Texas is a hamlet in Oswego County, New York, United States, near the southeastern corner of Lake Ontario. It is officially part of the town of Mexico.

== Geography ==
Texas lies on Little Salmon River, approximately 1/2 mi above the mouth of that river on Lake Ontario, on an east-west section between two bends. Its only major road is New York State Route 104B, which parallels the east-west section of the stream. Chief points of interest include Mexico Point State Park, Salmon Country Marina & Campgrounds, and nearby Derby Hill Bird Sanctuary.

== History ==
In 1790, George Scriba, a merchant of New York City and a German by birth, purchased 500000 acre of land lying between Oneida Lake and Lake Ontario, for the sum of $80,000 (approximately $870,000 in today's money).

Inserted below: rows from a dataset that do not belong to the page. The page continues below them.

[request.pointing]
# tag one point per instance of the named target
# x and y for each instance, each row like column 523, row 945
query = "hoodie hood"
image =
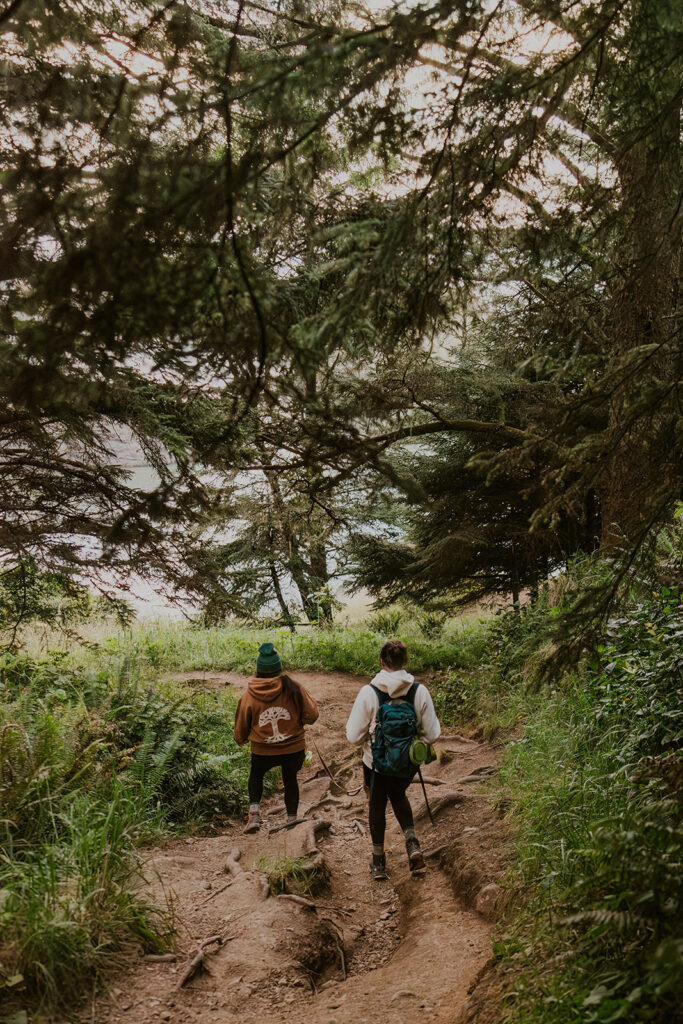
column 393, row 683
column 265, row 689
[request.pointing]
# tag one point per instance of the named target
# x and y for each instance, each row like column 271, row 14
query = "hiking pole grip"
column 424, row 790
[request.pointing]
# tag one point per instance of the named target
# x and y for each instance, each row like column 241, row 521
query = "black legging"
column 383, row 787
column 291, row 765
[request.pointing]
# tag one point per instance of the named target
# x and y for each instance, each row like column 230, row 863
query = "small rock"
column 485, row 900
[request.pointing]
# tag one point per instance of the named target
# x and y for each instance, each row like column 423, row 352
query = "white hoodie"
column 361, row 721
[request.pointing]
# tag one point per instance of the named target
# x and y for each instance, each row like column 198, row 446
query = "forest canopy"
column 383, row 292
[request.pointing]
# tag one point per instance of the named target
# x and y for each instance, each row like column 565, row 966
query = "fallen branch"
column 478, row 774
column 429, row 780
column 288, row 824
column 436, row 851
column 215, row 893
column 299, row 900
column 311, row 905
column 443, row 800
column 455, row 737
column 197, row 963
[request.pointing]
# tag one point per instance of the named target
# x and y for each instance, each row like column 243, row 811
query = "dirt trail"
column 403, row 947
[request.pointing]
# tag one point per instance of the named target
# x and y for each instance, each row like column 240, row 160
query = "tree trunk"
column 643, row 472
column 287, row 614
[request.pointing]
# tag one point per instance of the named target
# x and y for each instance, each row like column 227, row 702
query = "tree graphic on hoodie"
column 271, row 716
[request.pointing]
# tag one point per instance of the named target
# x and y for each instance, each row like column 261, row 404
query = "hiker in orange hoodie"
column 271, row 715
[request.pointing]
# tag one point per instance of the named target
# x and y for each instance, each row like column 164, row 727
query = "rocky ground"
column 352, row 950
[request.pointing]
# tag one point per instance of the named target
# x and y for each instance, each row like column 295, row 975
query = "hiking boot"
column 253, row 821
column 415, row 858
column 378, row 868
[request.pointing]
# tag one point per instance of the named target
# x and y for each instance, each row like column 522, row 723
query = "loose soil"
column 403, row 948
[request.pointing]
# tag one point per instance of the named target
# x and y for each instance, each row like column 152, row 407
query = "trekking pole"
column 429, row 810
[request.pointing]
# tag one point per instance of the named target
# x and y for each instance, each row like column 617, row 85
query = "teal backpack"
column 396, row 728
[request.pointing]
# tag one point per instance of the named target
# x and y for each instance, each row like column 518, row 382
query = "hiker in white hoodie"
column 394, row 681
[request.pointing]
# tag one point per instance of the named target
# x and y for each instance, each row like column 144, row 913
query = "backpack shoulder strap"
column 410, row 696
column 381, row 695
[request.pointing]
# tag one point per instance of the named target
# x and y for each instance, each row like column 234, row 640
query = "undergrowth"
column 164, row 647
column 293, row 875
column 91, row 765
column 595, row 785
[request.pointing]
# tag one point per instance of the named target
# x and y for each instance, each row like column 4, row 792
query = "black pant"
column 291, row 765
column 383, row 787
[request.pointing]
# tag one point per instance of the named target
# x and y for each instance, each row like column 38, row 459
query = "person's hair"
column 291, row 688
column 394, row 654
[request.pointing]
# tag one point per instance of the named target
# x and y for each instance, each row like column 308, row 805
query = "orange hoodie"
column 268, row 718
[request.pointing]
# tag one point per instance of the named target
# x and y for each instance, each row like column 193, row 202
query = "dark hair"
column 291, row 688
column 394, row 654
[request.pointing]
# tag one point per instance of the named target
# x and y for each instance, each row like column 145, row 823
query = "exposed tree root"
column 197, row 963
column 443, row 800
column 231, row 862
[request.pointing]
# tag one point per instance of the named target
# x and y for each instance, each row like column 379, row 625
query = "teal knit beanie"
column 268, row 662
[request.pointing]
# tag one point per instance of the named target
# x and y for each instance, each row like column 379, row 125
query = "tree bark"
column 643, row 472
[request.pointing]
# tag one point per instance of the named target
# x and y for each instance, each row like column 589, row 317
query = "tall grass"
column 91, row 765
column 162, row 647
column 595, row 787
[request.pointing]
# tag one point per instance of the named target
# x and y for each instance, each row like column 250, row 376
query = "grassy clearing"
column 98, row 755
column 293, row 875
column 160, row 647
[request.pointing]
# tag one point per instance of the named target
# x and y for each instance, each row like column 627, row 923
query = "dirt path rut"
column 367, row 950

This purchase, known as "Scriba's Patent", was bounded on the east by Fish Creek and on the west by the Oswego River, and embraced 14 towns in Oswego County and four towns in Oneida County. Around 1794, Scriba founded the settlement of Vera Cruz at the mouth of Little Salmon Creek (today known as the Little Salmon River), on the shore of Lake Ontario, 12 mi northeast of Fort Ontario. Scriba built a gristmill, a store, and other buildings, and began an active trade on the lake.

While the settlement showed initial promise, a series of disasters including the drowning of the heads of seven households in 1799, the British embargo on American trade prior to the War of 1812, the war itself, and a massive fire in 1820, spelled doom.

Soon after the fire, S. P. Robinson established a boat yard and built boats there for five or six years, and later a paper mill and store were conducted for a time. A United States Post Office was established in 1839 but discontinued in 1905. For several years a life-saving station was maintained by the state, but it burned in 1886 and was not rebuilt. The hamlet's name became Texas some time between 1820 and 1860, probably soon after the fire. The present name is after the territory of Texas.

== Demographics ==

Oswego County property tax records show approximately 50 houses in Texas. The population is said to be around 200.